E queste ultime, come in un gioco delle tre carte, hanno interamente utilizzato questa somma per
fare due cose: curare le loro magagne e acquistare i titoli dei loro altrettanto esangui governi.
Adesso le borse scendono e gli spread tornano a salire perché gli analisti finanziari
improvvisamente si rendono conto (ma va?) che le banche hanno troppi titoli di stato rischiosi in
pancia, e che il credit crunch da loro operato nei confronti delle imprese, alle quali non una sola lira
di quei miliardi di euro è stata concessa in credito, sta trasformando la crisi europea in depressione
strutturale. Per ora, in una stagnazione. Nei prossimi mesi, e se qualcosa non cambia, in una
stagflazione. Cioè il peggio che ci possa capitare: una decrescita del PIL associata a inflazione. In
realtà, se consideriamo la diminuzione del PIL associata all'aumento dei prezzi al consumo e delle
tariffe di carburanti e dell'energia, l'Italia è già in stagflazione da gennaio 2012. In questo gioco
delle tre carte che vede stati e banche alleati da una parte del banco, quelli con la carta cattiva siamo
noi cittadini, insieme con le imprese e i lavoratori, dall'altra parte del banco. In parole povere, la
società e l'economia reali. Solo che nel 2008 il garante del gioco, cioè lo stato, aveva i soldi per
coprire le magagne dei giocatori d'azzardo (le banche e gli speculatori).
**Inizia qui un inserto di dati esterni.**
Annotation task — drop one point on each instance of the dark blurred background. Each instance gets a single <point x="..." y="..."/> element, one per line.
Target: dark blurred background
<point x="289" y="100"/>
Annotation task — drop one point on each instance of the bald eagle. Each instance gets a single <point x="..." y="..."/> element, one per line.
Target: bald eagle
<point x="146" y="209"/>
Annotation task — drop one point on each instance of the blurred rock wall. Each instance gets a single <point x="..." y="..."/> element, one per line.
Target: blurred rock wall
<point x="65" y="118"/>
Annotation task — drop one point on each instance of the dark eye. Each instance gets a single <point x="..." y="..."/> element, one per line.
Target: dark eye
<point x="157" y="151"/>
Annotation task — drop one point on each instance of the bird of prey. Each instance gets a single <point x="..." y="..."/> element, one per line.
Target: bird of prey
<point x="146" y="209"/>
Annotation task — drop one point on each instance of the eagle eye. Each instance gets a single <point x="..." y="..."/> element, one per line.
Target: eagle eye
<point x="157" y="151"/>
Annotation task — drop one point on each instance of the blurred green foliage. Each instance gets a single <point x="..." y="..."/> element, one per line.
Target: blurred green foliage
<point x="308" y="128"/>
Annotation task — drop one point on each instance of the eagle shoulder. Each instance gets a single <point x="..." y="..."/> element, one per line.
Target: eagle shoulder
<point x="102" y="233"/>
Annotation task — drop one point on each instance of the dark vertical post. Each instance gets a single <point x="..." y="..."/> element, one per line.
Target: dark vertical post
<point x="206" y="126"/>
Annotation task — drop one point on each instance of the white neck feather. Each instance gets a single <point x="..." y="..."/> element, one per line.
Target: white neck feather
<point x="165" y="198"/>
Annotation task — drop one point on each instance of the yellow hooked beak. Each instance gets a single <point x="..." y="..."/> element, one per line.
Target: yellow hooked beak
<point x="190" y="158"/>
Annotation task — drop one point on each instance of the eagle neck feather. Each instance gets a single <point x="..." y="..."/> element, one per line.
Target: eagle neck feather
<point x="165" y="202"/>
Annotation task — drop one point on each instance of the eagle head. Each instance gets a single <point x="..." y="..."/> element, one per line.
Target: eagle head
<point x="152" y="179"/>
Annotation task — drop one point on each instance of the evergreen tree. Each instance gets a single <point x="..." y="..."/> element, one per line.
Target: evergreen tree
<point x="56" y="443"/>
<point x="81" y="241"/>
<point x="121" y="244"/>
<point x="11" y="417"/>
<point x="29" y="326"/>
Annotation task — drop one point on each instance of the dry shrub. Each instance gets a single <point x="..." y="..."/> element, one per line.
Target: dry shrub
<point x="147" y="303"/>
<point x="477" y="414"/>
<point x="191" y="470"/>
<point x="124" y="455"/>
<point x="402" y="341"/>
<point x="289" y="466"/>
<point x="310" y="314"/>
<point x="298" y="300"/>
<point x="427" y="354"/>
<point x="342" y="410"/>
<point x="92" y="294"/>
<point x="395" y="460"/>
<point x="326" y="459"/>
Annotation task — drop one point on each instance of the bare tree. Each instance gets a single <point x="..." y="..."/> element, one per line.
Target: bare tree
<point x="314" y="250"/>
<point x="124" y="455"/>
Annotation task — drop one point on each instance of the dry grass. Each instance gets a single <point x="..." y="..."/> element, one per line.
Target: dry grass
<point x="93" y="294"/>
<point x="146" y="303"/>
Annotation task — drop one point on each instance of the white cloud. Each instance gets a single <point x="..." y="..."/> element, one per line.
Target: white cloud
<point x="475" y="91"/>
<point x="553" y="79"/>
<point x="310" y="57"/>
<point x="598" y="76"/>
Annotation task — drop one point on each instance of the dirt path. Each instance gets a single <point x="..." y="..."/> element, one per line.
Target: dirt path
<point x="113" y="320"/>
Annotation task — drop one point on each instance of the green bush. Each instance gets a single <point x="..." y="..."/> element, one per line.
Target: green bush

Adesso no: i soldi pubblici sono finiti. Chi troppo vuole nulla stringe. E allora nel 2012 fallirà il
"cattivo" denaro. O meglio, falliranno i protagonisti della bisca della finanza globale: le banche e gli
speculatori. Sarà uno tsunami che spazzerà via questa enorme quantità di pecunia puzzolente. E che
ci lascerà più poveri ma più sani. Perché, dopo una simile sberla, ritorneremo a distinguere tra
pecunia che puzza di marcio e pecunia che profuma di bucato. E il denaro sarà di nuovo e
finalmente (speriamo), prestato a persone e imprese per bene, per fare cose utili e produttive e per
generare altro denaro, ma sano. La fine dell'impero della finanza su finanza sarà un bene per
l'economia. Come scrisse Virgilio: "Dalle rovine di tutto un passato fatto d'inganni, di furberie, di
paure di turbe ignoranti, di interessi di caste, di oracoli, di sibille, di superstizioni religiose, per
l'opera di uomini di alto intelletto e di animo generoso nasce rinnovato un grande e bell'ordine di
cose, che consacra la libertà, l'eguaglianza e il vero".